You're very right. The irony in this case is that it wasn't her decision to be released (though it seems certain that she wanted it), but she seems to be catching most of, if not all of, the heat.

Unrelated to Paris, but equally pointed on statements, I could have done the same with Nina Tassler's show announcement. It started very strong (ended perfectly) but the statement gets a little lost in the middle.

The lesson here is to keep those statements on point without drifting too far off into opinion, marching orders, and mixed messages. The same thing happens in interviews. Interviewees start strong and then get lost when they feel a need to fill the silence.

They are in good company though. President Nixon did the same thing during a Watergate interview. Whoops!

Geoff_Livingston on 6/11/07, 1:08 PM said...

There's a time to communicate, and there's a time for silence.
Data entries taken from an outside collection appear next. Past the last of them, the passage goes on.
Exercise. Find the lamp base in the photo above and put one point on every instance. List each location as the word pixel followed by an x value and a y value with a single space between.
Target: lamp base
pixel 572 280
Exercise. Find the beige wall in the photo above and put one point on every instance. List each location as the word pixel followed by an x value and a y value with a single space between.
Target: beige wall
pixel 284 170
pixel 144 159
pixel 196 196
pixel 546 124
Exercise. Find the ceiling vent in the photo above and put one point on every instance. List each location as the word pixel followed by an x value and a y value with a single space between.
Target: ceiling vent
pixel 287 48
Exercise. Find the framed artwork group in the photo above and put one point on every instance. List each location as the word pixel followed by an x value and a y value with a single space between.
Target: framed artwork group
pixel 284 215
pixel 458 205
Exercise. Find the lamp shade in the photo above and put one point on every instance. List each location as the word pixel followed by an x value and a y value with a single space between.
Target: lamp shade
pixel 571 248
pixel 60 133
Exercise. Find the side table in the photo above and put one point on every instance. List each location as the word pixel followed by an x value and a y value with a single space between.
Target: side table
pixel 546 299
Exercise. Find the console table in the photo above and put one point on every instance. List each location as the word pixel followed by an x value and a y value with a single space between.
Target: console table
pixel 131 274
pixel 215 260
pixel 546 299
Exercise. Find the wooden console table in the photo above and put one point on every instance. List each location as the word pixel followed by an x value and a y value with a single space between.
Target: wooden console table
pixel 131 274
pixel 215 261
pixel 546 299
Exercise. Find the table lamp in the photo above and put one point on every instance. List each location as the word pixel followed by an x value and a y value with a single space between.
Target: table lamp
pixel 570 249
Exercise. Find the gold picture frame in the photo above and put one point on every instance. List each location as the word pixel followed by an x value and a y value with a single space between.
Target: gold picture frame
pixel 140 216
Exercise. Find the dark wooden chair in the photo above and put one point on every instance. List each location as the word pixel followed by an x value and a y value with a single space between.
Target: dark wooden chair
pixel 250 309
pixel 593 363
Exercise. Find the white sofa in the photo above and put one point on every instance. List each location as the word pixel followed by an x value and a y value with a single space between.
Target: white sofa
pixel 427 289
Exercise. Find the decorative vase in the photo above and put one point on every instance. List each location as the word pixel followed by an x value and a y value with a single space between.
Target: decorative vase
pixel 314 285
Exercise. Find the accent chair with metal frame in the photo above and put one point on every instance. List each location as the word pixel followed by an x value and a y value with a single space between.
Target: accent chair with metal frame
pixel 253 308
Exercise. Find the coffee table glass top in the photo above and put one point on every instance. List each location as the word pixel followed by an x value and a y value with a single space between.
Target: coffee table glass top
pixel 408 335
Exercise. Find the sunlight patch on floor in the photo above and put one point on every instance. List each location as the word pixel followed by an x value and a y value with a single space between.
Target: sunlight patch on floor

One must say that the best course for Paris at this point is to grin and bear it. Anything she does will only add fuel to the fire.

Rich on 6/11/07, 1:45 PM said...

Hey Geoff! Spot on right. Unfortunately, there is no chance of that...

"I used to act dumb. ... That act is no longer cute." — Paris Hilton to ABC

Sweet Tea on 6/11/07, 10:06 PM said...

Paris is a trainwreck now & although I couldn't stomach her from the beginning I surely can't stand her now. The only thing that bugs me worse is the way the media won't let go. TMZ seems enamored of her. Things like her situation get all over the press & they just won't let it go. Maybe you, Rich, could talk about that sometimes. Does the news really think we all love Paris or is it something else? Not enough news to report?
Great article as always.

Rich on 6/12/07, 6:27 AM said...

"Does the news really think we all love Paris or is it something else? Not enough news to report?"

Great question; it deserves more insight than this, but for now, I'll share the short answer: for all apparent missteps in network entertainment, the network news (and all news for that matter) is very adept at giving viewers exactly what they want. Unfortunately, celebrity train wrecks are at the top of the list. So until viewers decide in mass not to tune into them, drive them into the top ten on search engines, or make the tabloids the largest circulated publications on the planet... then the networks will continue to deliver.